Is Darwin’s Bark Spider Poisonous to Humans?

Darwin’s bark spider is not dangerous to humans. Like most orb-weaving spiders, it does produce venom to subdue the small insects caught in its web, but that venom poses no medical threat to people. A bite, which is rare and unlikely, would at most cause mild, localized pain similar to a bee sting. This spider is not aggressive toward humans and has no reason to bite unless physically handled or crushed.

The distinction between “poisonous” and “venomous” matters here. Poisonous means harmful if touched or eaten. Venomous means something injects toxin through a bite or sting. Darwin’s bark spider is technically venomous (it uses venom to paralyze prey), but its venom is not medically significant to humans. It is not poisonous in any sense.

Why This Spider Rarely Bites

Darwin’s bark spider builds enormous webs over rivers and ponds in Madagascar, not in homes or places where people spend time. Its entire lifestyle is oriented around catching flying insects above water. The spider sits in the center of its web waiting for prey, and it has no defensive instinct to seek out or confront large animals. Even researchers who study this species in the field handle them without incident.

The spider’s fangs are also simply small. Orb weavers in general have relatively tiny mouthparts designed for insects like mayflies and dragonflies, which are the primary prey caught in Darwin’s bark spider webs. Vertebrate prey have never been observed in their webs, according to field research. Their venom is calibrated for subduing small invertebrates, not defending against mammals.

What Makes This Spider Famous

People searching for this spider often stumble across it because of its truly extraordinary silk, not because of any danger. Darwin’s bark spider produces the toughest biological material ever tested. Its silk is roughly ten times tougher than Kevlar, the synthetic fiber used in bulletproof vests. That toughness, a combination of strength and stretchiness, is what allows the spider to do something no other known spider can: build functional webs that span entire rivers.

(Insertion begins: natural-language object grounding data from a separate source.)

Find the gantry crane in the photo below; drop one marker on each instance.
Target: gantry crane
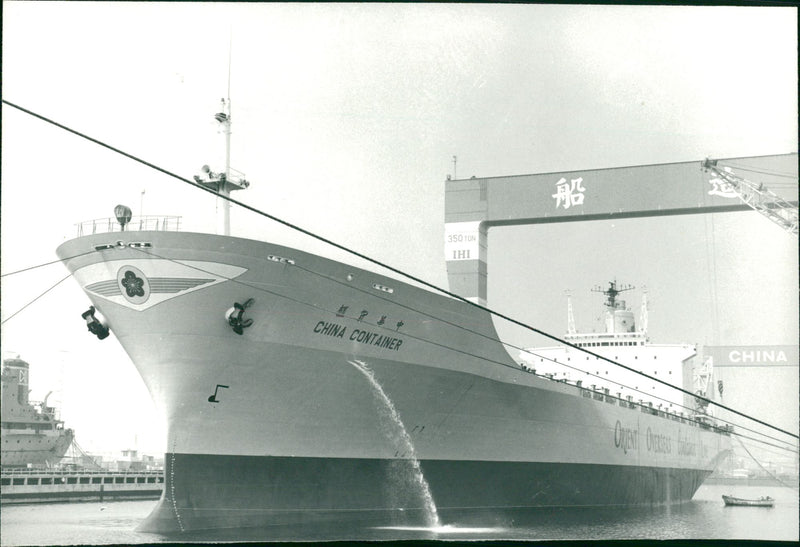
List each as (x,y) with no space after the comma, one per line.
(757,196)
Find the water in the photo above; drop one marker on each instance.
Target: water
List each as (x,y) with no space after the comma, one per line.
(705,517)
(396,432)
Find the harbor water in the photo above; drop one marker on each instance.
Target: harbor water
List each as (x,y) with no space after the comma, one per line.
(704,517)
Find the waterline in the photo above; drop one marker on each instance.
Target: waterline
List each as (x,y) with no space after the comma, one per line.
(396,432)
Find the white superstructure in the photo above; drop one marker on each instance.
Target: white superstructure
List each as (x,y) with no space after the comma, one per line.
(623,343)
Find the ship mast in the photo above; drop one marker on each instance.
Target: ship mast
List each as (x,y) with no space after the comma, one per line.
(228,180)
(611,293)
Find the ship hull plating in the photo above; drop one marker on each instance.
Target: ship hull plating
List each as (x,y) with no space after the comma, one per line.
(278,423)
(269,491)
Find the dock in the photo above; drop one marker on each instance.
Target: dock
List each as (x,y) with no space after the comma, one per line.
(49,486)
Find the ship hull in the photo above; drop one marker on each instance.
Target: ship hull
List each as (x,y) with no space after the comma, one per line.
(345,383)
(268,491)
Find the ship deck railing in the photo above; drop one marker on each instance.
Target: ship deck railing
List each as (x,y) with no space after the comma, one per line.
(136,224)
(65,472)
(603,394)
(45,477)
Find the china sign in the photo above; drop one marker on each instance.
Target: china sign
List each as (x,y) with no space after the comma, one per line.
(753,356)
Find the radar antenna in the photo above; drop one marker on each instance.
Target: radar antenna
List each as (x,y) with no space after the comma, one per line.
(612,292)
(225,182)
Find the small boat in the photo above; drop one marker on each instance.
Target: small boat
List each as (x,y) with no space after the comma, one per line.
(760,502)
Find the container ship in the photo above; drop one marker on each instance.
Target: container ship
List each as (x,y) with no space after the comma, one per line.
(299,389)
(32,434)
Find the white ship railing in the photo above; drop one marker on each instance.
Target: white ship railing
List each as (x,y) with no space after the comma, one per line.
(136,224)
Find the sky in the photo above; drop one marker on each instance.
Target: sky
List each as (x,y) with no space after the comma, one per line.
(346,118)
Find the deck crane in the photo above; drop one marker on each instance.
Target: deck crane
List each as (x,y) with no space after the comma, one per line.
(757,196)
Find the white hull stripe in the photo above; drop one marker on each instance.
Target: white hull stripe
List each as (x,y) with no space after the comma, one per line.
(142,283)
(157,285)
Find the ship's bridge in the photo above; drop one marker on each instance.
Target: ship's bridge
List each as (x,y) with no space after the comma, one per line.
(587,340)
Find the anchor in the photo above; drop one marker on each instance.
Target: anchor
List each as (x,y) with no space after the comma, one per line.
(235,316)
(96,325)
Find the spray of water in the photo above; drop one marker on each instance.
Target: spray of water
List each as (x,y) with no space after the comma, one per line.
(396,432)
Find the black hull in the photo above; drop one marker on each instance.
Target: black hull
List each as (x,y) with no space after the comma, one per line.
(274,491)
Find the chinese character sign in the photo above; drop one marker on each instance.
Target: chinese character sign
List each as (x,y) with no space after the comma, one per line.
(569,193)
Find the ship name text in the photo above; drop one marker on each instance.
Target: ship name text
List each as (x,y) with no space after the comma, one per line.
(626,438)
(358,335)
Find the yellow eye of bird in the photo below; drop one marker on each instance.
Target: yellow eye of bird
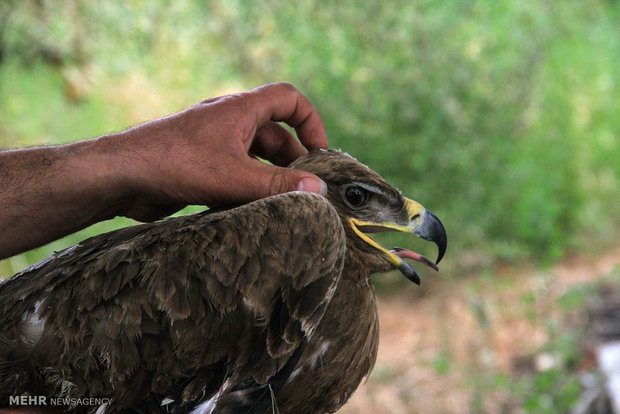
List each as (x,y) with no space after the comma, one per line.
(355,196)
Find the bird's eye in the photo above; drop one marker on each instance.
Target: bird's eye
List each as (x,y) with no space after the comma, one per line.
(355,196)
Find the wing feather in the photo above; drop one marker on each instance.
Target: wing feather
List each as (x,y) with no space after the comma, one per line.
(176,307)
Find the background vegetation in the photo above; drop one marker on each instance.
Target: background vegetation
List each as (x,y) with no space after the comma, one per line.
(501,117)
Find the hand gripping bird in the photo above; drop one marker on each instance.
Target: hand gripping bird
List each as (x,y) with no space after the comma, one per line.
(264,307)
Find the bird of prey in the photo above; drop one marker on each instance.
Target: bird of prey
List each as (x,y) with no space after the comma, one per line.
(264,307)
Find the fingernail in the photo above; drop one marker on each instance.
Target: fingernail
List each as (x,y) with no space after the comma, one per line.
(312,185)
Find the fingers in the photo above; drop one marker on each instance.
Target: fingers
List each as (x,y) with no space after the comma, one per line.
(263,180)
(281,102)
(274,143)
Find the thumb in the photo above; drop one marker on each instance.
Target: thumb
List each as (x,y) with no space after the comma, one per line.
(272,180)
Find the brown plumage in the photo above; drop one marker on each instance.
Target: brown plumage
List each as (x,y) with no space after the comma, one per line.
(264,307)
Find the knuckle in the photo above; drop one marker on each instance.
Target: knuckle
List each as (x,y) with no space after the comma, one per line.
(278,183)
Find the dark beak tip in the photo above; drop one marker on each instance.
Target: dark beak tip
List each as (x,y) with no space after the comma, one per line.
(410,273)
(435,231)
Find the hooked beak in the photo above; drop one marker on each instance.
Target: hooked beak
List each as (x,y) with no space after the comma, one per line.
(421,223)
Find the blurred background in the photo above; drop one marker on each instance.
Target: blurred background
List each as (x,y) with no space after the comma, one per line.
(501,117)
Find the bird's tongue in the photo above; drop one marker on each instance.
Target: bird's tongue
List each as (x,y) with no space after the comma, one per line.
(408,254)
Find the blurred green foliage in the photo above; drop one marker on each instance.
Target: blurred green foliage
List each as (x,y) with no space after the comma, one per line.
(501,117)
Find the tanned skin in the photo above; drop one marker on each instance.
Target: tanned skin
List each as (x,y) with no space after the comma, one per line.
(202,155)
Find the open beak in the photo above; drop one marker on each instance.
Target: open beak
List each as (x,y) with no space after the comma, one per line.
(421,223)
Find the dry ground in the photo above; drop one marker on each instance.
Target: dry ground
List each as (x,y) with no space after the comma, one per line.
(440,351)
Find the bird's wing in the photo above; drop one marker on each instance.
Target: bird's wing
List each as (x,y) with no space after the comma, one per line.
(175,308)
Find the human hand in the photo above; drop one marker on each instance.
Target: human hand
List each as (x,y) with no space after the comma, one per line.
(206,153)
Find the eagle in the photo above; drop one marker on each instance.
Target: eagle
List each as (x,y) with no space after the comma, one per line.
(258,308)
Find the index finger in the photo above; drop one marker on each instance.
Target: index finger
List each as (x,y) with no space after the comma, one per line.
(282,102)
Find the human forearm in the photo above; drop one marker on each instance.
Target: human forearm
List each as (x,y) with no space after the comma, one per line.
(49,192)
(206,154)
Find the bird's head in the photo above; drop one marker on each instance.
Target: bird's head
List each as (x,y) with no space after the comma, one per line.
(369,204)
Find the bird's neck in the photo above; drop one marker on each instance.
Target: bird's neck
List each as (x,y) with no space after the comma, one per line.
(355,269)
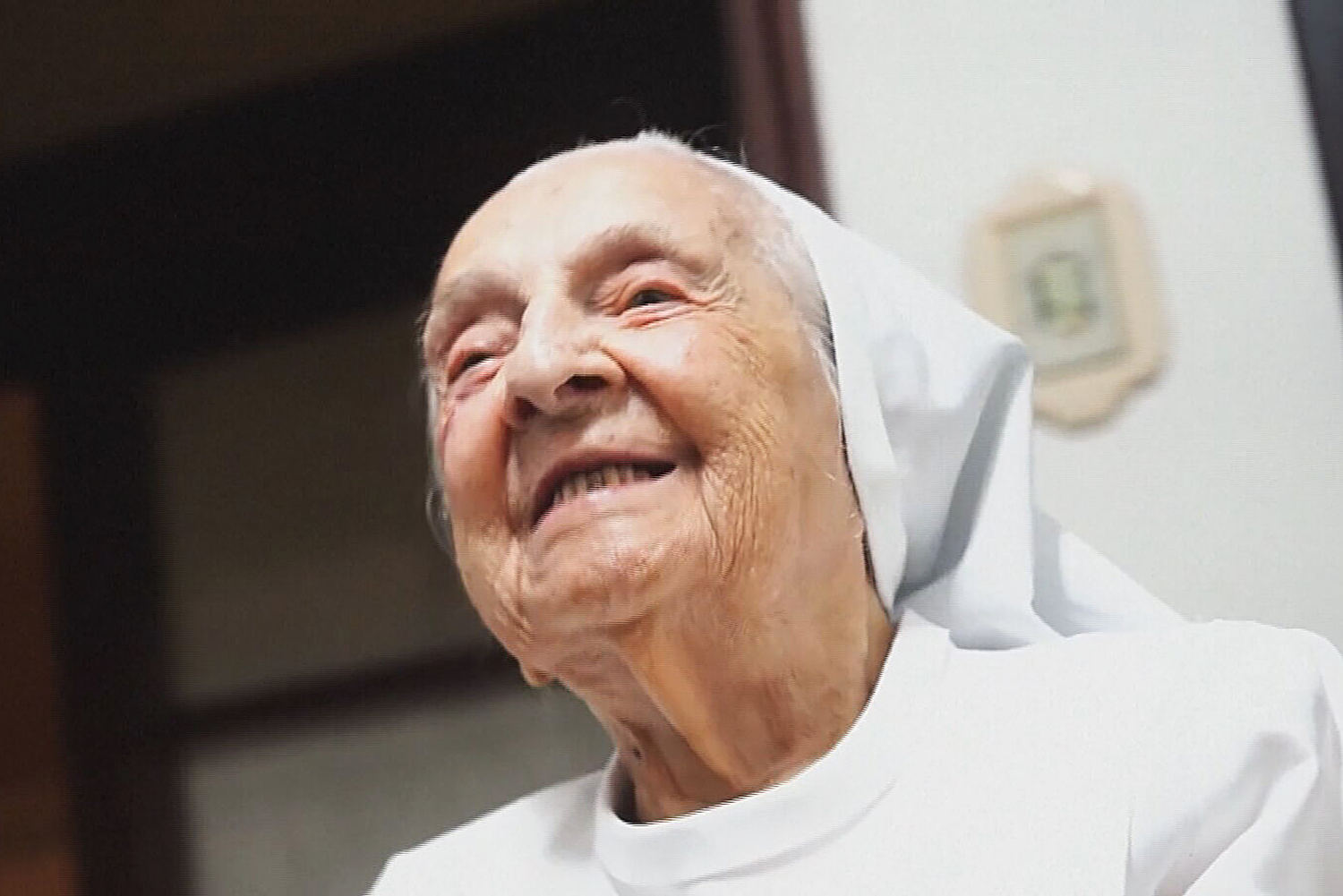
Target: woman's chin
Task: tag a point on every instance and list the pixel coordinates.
(612, 571)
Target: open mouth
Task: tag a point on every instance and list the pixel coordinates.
(577, 482)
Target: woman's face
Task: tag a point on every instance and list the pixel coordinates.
(630, 421)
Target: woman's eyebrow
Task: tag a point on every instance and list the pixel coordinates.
(620, 246)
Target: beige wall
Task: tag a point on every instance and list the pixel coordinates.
(1221, 487)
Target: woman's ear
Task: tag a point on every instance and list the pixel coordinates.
(535, 678)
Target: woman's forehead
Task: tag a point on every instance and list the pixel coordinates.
(561, 209)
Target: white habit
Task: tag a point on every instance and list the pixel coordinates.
(1195, 759)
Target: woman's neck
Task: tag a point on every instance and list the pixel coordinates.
(700, 718)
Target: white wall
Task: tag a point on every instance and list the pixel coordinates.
(1221, 485)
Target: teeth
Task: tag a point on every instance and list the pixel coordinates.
(577, 484)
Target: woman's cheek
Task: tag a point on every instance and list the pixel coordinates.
(475, 455)
(690, 372)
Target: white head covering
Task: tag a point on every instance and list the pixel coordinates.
(937, 421)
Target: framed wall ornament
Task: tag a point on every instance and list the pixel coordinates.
(1063, 262)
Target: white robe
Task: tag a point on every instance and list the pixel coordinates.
(1200, 759)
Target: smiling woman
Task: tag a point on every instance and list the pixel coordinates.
(808, 595)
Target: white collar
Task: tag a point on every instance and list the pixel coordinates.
(790, 815)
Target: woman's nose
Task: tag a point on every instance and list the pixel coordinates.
(559, 371)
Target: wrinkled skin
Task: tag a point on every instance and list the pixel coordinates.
(717, 621)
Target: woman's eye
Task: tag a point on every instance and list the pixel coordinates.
(472, 360)
(649, 297)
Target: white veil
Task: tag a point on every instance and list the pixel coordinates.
(937, 426)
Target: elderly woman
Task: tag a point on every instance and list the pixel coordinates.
(760, 498)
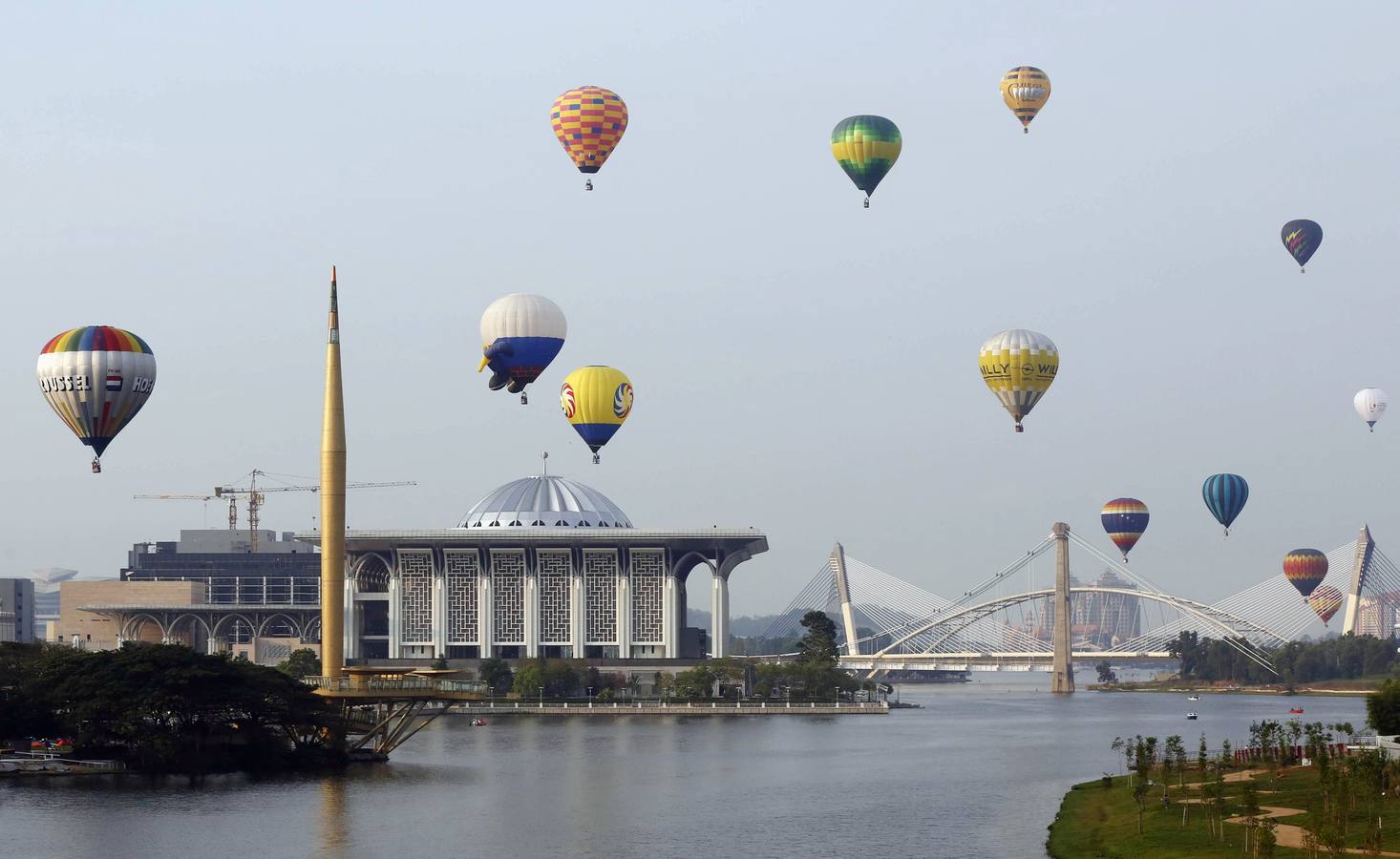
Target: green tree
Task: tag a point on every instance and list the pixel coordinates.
(529, 681)
(1384, 708)
(496, 675)
(301, 662)
(819, 644)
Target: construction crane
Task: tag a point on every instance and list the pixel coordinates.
(254, 497)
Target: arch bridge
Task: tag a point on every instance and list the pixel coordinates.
(888, 624)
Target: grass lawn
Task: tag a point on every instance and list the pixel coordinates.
(1102, 823)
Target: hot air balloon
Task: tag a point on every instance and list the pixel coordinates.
(1124, 519)
(1225, 495)
(588, 120)
(521, 335)
(1325, 602)
(595, 400)
(1370, 405)
(1303, 240)
(1305, 570)
(1018, 367)
(865, 147)
(1025, 90)
(96, 378)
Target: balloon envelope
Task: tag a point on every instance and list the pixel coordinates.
(1325, 602)
(1370, 405)
(1018, 366)
(1025, 90)
(1225, 497)
(521, 335)
(595, 400)
(96, 378)
(1305, 568)
(1124, 519)
(588, 122)
(865, 147)
(1303, 238)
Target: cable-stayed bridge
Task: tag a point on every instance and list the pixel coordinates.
(1014, 620)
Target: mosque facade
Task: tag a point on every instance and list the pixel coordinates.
(541, 567)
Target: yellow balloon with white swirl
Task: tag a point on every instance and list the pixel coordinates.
(597, 400)
(1018, 367)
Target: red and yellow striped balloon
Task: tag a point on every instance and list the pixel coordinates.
(588, 122)
(1305, 570)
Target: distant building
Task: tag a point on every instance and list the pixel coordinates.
(282, 571)
(17, 597)
(6, 624)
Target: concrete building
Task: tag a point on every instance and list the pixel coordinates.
(135, 612)
(17, 597)
(541, 567)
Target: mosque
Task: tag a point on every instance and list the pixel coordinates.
(541, 567)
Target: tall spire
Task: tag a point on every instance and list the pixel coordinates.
(333, 502)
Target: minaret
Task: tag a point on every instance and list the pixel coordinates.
(332, 504)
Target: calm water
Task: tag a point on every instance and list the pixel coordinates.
(978, 772)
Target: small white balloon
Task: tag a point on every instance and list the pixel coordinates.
(1370, 405)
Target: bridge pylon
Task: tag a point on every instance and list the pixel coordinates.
(1063, 666)
(843, 594)
(1360, 567)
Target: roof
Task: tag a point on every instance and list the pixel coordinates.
(545, 501)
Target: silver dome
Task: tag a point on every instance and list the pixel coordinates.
(545, 502)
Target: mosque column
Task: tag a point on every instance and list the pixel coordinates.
(668, 616)
(531, 612)
(484, 613)
(577, 609)
(438, 607)
(395, 620)
(718, 613)
(624, 613)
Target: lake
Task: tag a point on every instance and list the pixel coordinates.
(979, 772)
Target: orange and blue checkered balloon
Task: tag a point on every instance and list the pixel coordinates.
(1124, 519)
(588, 122)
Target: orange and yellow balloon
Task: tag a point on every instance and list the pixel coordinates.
(588, 122)
(1025, 90)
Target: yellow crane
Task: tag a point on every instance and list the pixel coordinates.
(254, 495)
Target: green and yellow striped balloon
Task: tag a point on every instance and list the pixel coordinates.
(865, 147)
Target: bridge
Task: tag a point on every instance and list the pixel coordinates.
(1015, 618)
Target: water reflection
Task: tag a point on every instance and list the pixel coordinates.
(978, 772)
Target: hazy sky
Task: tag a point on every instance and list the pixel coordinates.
(801, 364)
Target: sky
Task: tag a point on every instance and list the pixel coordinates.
(802, 364)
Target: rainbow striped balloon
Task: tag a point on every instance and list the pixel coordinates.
(96, 378)
(1124, 519)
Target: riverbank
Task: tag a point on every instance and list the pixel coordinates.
(694, 708)
(1096, 822)
(1358, 685)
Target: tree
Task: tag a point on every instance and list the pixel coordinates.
(301, 662)
(529, 681)
(496, 675)
(1384, 708)
(819, 644)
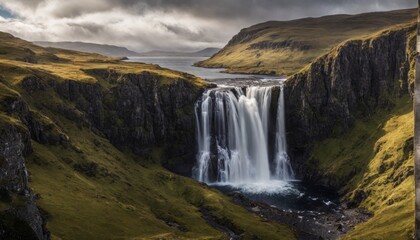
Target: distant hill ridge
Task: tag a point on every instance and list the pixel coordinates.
(118, 51)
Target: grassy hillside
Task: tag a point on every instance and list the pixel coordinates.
(88, 188)
(284, 47)
(374, 164)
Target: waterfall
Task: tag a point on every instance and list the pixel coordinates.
(283, 169)
(233, 127)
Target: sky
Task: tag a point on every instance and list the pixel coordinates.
(181, 25)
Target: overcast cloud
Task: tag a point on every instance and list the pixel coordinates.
(163, 24)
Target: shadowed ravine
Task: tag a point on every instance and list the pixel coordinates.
(241, 138)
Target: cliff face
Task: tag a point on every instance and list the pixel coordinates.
(284, 47)
(140, 112)
(353, 81)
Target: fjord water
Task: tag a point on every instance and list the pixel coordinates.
(233, 125)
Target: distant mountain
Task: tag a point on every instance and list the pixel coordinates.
(103, 49)
(207, 52)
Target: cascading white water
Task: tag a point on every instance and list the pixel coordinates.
(232, 134)
(283, 169)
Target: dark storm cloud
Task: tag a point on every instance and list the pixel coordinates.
(164, 24)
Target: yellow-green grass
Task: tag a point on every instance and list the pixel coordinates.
(375, 158)
(67, 64)
(129, 198)
(321, 34)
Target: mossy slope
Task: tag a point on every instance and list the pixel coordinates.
(88, 188)
(284, 47)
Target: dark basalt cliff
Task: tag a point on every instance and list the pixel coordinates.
(354, 80)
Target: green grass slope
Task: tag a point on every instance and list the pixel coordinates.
(284, 47)
(91, 190)
(374, 164)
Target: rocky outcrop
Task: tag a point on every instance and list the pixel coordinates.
(355, 79)
(142, 112)
(21, 219)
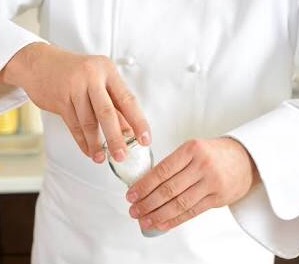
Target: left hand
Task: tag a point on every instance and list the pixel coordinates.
(199, 175)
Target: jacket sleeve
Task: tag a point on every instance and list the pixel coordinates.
(270, 212)
(13, 38)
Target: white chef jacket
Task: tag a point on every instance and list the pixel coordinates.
(199, 69)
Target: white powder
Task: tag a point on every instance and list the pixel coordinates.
(136, 164)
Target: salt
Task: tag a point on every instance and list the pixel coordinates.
(139, 160)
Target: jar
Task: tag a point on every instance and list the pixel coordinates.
(9, 122)
(139, 160)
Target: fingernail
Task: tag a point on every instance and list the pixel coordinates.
(145, 138)
(119, 155)
(132, 197)
(134, 212)
(146, 223)
(99, 157)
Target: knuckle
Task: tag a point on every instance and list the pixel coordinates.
(106, 112)
(76, 128)
(192, 212)
(162, 170)
(90, 126)
(127, 98)
(195, 145)
(167, 190)
(181, 204)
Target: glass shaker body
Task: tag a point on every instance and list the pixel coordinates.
(139, 160)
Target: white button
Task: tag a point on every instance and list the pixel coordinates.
(128, 61)
(195, 68)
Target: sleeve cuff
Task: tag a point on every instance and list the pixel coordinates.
(269, 213)
(15, 39)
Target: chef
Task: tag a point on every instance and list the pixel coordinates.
(207, 83)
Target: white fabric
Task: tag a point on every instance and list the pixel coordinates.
(199, 69)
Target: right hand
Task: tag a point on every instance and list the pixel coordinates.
(86, 91)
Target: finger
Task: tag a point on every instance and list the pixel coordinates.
(168, 191)
(177, 206)
(202, 206)
(70, 118)
(167, 168)
(126, 129)
(106, 114)
(127, 104)
(89, 125)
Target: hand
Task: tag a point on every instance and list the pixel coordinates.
(86, 91)
(199, 175)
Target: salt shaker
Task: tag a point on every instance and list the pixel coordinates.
(139, 160)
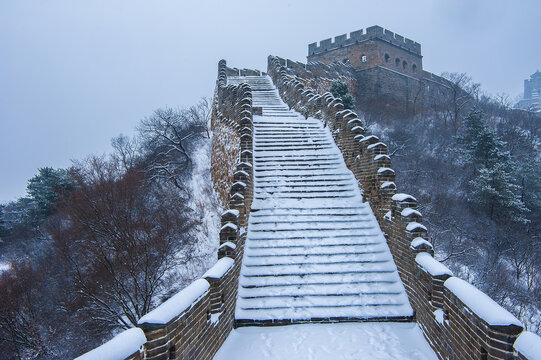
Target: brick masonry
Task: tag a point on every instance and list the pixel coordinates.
(198, 330)
(461, 333)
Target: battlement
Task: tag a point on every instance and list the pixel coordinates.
(355, 37)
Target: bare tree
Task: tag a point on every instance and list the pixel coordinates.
(121, 236)
(169, 136)
(19, 320)
(458, 98)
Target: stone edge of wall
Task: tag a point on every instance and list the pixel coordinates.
(195, 322)
(456, 325)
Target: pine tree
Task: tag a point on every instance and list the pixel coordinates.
(494, 185)
(47, 187)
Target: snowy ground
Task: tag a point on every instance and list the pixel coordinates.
(374, 341)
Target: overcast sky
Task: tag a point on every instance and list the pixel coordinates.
(74, 74)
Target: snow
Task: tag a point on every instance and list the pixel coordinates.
(482, 305)
(119, 347)
(529, 345)
(177, 304)
(431, 265)
(409, 211)
(215, 318)
(313, 249)
(387, 184)
(376, 144)
(355, 341)
(371, 137)
(230, 226)
(4, 266)
(381, 156)
(439, 316)
(419, 241)
(228, 244)
(219, 269)
(382, 170)
(403, 197)
(414, 226)
(233, 212)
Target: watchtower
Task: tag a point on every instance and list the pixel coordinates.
(367, 49)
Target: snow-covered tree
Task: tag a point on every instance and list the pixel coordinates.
(494, 185)
(47, 187)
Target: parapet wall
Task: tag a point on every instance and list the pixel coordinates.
(195, 322)
(458, 320)
(355, 37)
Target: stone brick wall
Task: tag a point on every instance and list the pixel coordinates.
(195, 322)
(379, 46)
(459, 321)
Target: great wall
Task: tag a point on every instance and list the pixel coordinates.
(275, 162)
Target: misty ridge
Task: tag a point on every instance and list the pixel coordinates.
(93, 247)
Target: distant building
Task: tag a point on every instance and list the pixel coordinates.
(532, 93)
(388, 67)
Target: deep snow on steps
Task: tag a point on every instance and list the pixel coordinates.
(314, 250)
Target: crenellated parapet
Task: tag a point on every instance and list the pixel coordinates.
(457, 319)
(355, 37)
(195, 322)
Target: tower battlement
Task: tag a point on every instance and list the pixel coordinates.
(355, 37)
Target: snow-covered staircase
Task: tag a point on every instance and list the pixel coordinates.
(314, 251)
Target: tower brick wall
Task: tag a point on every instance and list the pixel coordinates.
(456, 325)
(376, 47)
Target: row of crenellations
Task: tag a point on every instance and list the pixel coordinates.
(356, 37)
(197, 327)
(456, 326)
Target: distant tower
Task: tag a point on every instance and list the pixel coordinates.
(376, 47)
(532, 92)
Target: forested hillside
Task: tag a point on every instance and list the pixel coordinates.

Their webs regularly exceed one meter in diameter, with the largest recorded capture areas reaching almost two meters across. The bridge lines suspending those webs often stretch beyond 10 meters, and the longest measured bridge line was 25 meters, roughly the length of a tennis court, anchored on opposite sides of a river. The spider somehow launches silk strands across open water, letting the wind carry them until they catch on vegetation on the far bank.

Where Darwin’s Bark Spiders Live

This species is found only in Madagascar, specifically in rainforest areas near rivers and streams. Researchers have documented populations in Andasibe-Mantadia National Park and Ranomafana, both in the eastern part of the island. The spiders are diurnal, meaning they’re active during the day, and many live permanently in their webs suspended over flowing water. Some individuals are also active at night.

The species was only formally described in 2010 by researchers Matjaž Kuntner and Ingi Agnarsson, and it was named after Charles Darwin to coincide with the 150th anniversary of “The Origin of Species.” So despite being one of the most remarkable spiders on Earth, scientists have only been studying it for about 15 years.

What They Eat

Positioning their webs over water gives Darwin’s bark spiders access to a food source most spiders never encounter: aquatic insects emerging from rivers. Their primary catches are mayflies and dragonflies, insects that hatch from the water and fly upward directly into the massive web. Researchers believe that mass emergences of these aquatic insects are especially important for the spiders’ reproduction, providing a concentrated burst of nutrition similar to what other orb weavers get from capturing rare large prey.

The webs themselves are engineering marvels, with dozens of radial silk lines and a dense spiral of sticky capture silk. Despite their enormous size, the spiders rebuild or repair them regularly to maintain stickiness and structural integrity.

How They Compare to Dangerous Spiders

Of the roughly 50,000 known spider species worldwide, fewer than 30 have venom that can cause serious harm to humans. The medically significant spiders, like widow spiders and reclining spiders, belong to entirely different families with different venom chemistry, fang structure, and behavior. Orb weavers as a group, which includes Darwin’s bark spider and the common garden spiders you see in backyards, are among the least concerning spiders from a safety perspective. Their venom simply isn’t designed for anything larger than an insect, and their bite force is often too weak to reliably break human skin.